On Thursday, a two-day informal meeting of EU heads of government and state began in Cyprus. A key point of the agenda is the so-called mutual defense clause of EU member states.
It is based in part on the provisions of Article 42.7 of the Treaty on European Union.
Article 42.7 of the Treaty on European Union
If a Member State is the victim of armed aggression on its territory, the other Member States shall have an obligation of aid and assistance by all the means in their power, in accordance with Article 51 of the Charter of the United Nations.
This shall not prejudice the specific character of the security and defense policy of certain Member States.
Commitments and cooperation in this area shall remain consistent with commitments under the North Atlantic Treaty Organization, which, for those states that are members of it, remains the foundation of their collective defense and the forum for its implementation.

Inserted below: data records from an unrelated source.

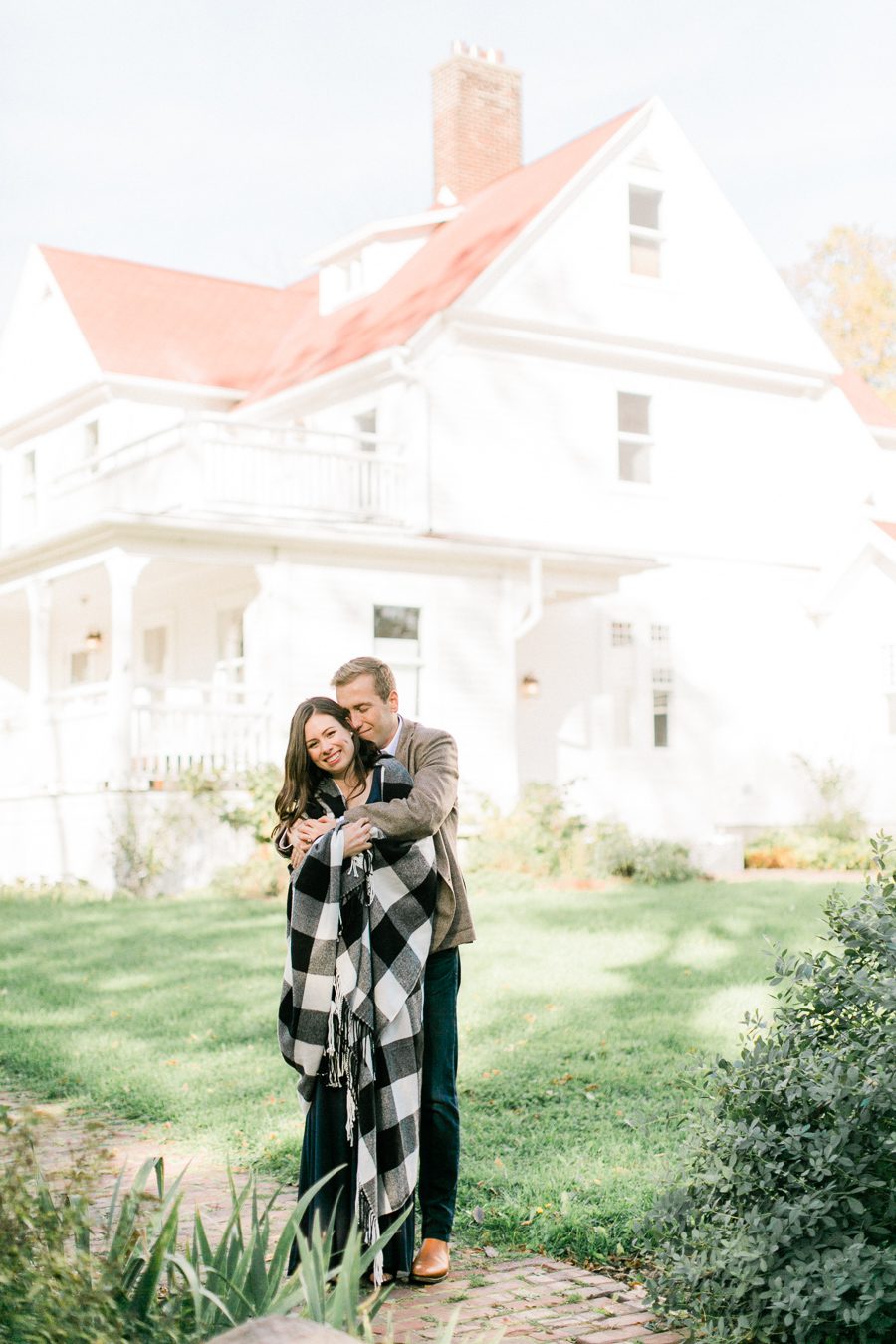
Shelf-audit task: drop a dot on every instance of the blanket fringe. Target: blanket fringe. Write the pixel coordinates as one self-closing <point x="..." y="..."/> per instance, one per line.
<point x="348" y="1045"/>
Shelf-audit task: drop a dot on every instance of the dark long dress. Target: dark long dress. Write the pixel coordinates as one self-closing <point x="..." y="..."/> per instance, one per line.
<point x="326" y="1147"/>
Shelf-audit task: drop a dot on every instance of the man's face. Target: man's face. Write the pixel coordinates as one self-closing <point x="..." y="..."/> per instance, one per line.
<point x="375" y="719"/>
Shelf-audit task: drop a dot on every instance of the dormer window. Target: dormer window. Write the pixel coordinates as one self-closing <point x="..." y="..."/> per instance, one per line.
<point x="365" y="426"/>
<point x="645" y="239"/>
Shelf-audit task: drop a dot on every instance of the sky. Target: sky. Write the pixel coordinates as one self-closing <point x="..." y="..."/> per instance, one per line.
<point x="237" y="136"/>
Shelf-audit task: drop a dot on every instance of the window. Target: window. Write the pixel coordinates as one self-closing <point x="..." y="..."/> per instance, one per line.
<point x="396" y="622"/>
<point x="91" y="438"/>
<point x="644" y="230"/>
<point x="230" y="644"/>
<point x="29" y="471"/>
<point x="156" y="651"/>
<point x="635" y="444"/>
<point x="396" y="640"/>
<point x="888" y="653"/>
<point x="80" y="667"/>
<point x="661" y="718"/>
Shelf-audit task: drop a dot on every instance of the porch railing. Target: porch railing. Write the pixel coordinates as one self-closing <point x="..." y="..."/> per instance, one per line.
<point x="216" y="467"/>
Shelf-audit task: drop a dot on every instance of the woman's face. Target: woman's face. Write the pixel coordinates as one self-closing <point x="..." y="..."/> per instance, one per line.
<point x="328" y="744"/>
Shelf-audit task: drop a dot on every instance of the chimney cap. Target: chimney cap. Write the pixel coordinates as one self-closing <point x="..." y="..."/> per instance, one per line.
<point x="493" y="56"/>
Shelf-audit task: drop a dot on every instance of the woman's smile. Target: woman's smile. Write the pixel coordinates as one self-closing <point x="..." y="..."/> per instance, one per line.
<point x="328" y="744"/>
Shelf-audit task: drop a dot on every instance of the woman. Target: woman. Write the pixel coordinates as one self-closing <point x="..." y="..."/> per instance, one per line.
<point x="360" y="924"/>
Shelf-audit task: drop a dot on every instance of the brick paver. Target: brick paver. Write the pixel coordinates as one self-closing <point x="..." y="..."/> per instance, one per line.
<point x="528" y="1300"/>
<point x="531" y="1298"/>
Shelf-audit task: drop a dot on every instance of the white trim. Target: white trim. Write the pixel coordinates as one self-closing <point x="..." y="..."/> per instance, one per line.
<point x="331" y="386"/>
<point x="630" y="352"/>
<point x="80" y="400"/>
<point x="338" y="546"/>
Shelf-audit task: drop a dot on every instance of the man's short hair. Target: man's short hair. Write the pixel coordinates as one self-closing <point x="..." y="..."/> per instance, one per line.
<point x="381" y="674"/>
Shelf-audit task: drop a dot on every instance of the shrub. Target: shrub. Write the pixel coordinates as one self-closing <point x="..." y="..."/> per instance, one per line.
<point x="541" y="836"/>
<point x="652" y="862"/>
<point x="254" y="812"/>
<point x="784" y="1226"/>
<point x="806" y="848"/>
<point x="138" y="1287"/>
<point x="262" y="876"/>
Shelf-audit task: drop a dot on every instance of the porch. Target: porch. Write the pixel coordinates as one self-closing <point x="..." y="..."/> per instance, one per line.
<point x="214" y="467"/>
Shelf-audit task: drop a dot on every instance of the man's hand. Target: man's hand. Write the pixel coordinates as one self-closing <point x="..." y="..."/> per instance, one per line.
<point x="303" y="835"/>
<point x="357" y="837"/>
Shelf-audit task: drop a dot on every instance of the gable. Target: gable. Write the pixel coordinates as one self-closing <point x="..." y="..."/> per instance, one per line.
<point x="43" y="353"/>
<point x="718" y="292"/>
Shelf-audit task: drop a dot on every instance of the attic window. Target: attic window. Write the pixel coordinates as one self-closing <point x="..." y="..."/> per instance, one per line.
<point x="645" y="238"/>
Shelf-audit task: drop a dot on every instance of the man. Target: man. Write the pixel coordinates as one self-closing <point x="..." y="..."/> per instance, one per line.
<point x="365" y="687"/>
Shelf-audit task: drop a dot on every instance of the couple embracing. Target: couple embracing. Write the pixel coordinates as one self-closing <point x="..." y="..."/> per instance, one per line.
<point x="376" y="913"/>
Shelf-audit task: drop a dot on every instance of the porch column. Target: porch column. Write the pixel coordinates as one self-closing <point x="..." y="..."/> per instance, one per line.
<point x="42" y="768"/>
<point x="122" y="570"/>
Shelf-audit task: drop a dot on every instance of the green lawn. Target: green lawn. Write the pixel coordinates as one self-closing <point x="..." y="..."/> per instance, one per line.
<point x="583" y="1020"/>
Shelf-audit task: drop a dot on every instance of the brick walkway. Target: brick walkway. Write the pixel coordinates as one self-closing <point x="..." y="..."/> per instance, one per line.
<point x="524" y="1300"/>
<point x="530" y="1298"/>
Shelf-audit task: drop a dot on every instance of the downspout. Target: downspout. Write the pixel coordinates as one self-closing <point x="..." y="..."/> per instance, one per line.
<point x="537" y="598"/>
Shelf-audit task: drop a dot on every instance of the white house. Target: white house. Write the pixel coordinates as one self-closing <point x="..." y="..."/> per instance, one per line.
<point x="561" y="448"/>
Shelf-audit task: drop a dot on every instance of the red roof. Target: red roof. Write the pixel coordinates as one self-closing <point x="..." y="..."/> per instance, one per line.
<point x="154" y="323"/>
<point x="865" y="400"/>
<point x="456" y="253"/>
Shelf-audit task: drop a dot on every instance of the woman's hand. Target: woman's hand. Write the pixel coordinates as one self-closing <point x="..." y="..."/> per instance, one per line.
<point x="303" y="835"/>
<point x="357" y="837"/>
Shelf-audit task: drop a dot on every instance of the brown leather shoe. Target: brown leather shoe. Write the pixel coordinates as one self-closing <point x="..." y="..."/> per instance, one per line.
<point x="431" y="1262"/>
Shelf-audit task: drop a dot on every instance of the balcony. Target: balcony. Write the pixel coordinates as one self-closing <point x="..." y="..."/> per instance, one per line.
<point x="212" y="468"/>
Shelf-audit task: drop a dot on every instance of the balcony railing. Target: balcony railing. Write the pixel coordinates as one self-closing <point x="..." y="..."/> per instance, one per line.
<point x="188" y="726"/>
<point x="215" y="467"/>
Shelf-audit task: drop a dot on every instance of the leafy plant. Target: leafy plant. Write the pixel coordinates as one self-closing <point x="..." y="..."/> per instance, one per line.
<point x="262" y="876"/>
<point x="137" y="859"/>
<point x="62" y="1281"/>
<point x="253" y="812"/>
<point x="543" y="837"/>
<point x="650" y="862"/>
<point x="784" y="1226"/>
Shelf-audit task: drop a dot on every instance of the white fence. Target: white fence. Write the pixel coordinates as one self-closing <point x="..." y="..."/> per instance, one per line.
<point x="216" y="467"/>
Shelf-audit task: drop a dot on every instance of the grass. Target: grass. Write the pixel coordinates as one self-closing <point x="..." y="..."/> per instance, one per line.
<point x="584" y="1016"/>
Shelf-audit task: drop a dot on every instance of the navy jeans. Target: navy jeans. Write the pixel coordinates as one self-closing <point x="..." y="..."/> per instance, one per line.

Today, ahead of the Council meeting, Donald Tusk stated that in the face of the growing threat from Russia, “the EU cannot rely solely on declarations, guarantees, or treaties, but must have practical decisions that directly concern security, including the eastern border, and these must also be European decisions,” adding that “it can no longer be just paper.”
Earlier, in an interview published in the Financial Times, Tusk outlined numerous benefits of such a solution, while also questioning the loyalty of the United States toward its European allies in times of threat. However, the authors of the article pointed out that many EU countries view work on the “clause” as undermining NATO.
“Poland should not agree”
Michał Dworczyk, an MEP from Law and Justice (PiS) and former head of the Prime Minister’s Office, addressed the planned EU initiative extensively on social media.
He noted that introducing mutual assistance guarantees modeled on NATO’s mechanism would require changes to treaty provisions.
“Brussels is increasingly interfering in the defense policies of member states, but it must be remembered that in 2004 we joined an ambitious economic integration structure, not a military one,” he recalled.
He added that “Poland should not agree to any gradual attempts to replace NATO with the European Union.”
“First, the alliance with the United States remains the fundamental guarantor of our security and of the entire regional security architecture. Second, NATO has built over recent decades a system of allied defense planning, exercises, air defense, command, and reconnaissance that cannot be replicated one-to-one in a short time – especially given the Brussels style of governance, where bureaucratic sluggishness and overregulation are interrupted only by the authoritarian interventions of the President of the European Commission. Third, the only credible complement to NATO are regional formats in which countries with a similar perception of specific threats cooperate (e.g., the Baltic, Black Sea, or Mediterranean regions),” Dworczyk listed.